The patient, who returned to Glasgow on a connecting flight from Dubai on Tuesday, is in a critical condition at Gartnavel General Hospital's Brownlee Centre, which specialises in infectious diseases.
He was admitted to hospital within three hours of his arrival in the city and NHS Greater Glasgow and Clyde said all the appropriate infection control measures are in place.
Laboratory test results have confirmed that he has Crimean-Congo haemorrhagic fever (CCHF), a widespread tick-borne viral disease which is especially common in East and West Africa and can affect humans.

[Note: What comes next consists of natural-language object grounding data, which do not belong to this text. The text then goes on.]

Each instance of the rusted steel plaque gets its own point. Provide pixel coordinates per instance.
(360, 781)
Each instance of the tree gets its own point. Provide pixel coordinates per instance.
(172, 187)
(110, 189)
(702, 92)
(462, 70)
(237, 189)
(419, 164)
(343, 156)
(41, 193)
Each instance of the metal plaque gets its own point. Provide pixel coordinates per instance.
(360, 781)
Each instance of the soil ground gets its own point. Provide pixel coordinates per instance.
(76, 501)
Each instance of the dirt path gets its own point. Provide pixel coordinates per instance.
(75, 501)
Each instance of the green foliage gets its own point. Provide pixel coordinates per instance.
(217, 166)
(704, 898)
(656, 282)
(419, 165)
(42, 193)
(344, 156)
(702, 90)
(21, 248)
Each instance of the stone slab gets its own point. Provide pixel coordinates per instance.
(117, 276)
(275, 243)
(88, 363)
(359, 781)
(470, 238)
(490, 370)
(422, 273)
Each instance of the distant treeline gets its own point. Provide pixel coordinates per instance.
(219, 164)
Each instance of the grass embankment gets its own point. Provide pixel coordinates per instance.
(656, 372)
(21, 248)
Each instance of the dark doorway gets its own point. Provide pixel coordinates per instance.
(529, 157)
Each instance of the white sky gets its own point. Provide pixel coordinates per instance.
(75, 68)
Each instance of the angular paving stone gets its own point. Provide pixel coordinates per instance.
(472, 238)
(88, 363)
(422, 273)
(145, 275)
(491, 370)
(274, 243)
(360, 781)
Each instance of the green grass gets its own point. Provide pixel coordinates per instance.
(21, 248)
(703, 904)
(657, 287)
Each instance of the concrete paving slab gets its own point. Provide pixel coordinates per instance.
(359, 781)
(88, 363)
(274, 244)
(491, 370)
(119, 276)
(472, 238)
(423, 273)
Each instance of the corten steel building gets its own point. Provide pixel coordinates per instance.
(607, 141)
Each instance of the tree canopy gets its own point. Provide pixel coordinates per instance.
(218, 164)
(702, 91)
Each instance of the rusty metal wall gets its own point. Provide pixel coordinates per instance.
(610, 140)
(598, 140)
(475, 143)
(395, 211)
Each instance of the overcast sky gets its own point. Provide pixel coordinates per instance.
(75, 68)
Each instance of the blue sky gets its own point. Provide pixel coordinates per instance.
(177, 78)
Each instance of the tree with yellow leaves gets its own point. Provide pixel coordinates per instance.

The health board said the risk of person-to-person transmission of the virus is "extremely low" as it is not passed through the air.
However, as a precautionary measure, it said those who have been in close contact with the man are being traced directly to ensure that there has been no transmission, including three passengers who were seated in close proximity to him on Emirates flight EK027 flight from Dubai.
In a statement, NHS Greater Glasgow and Clyde said: "The risk to all other passengers on the flight is extremely low; however, if they have any concerns they should contact NHS24 on 08000 858531 for advice, further information and reassurance.
"Given the fact that this man went into the care of the NHS within three hours of his flight arrival in Glasgow and travelled directly home via private transport from the airport, we are confident that his close contacts subsequently within the city were minimal.
"We have also identified all NHS staff, airport and airline staff who have had contact with the patient and any necessary follow-up action will be taken."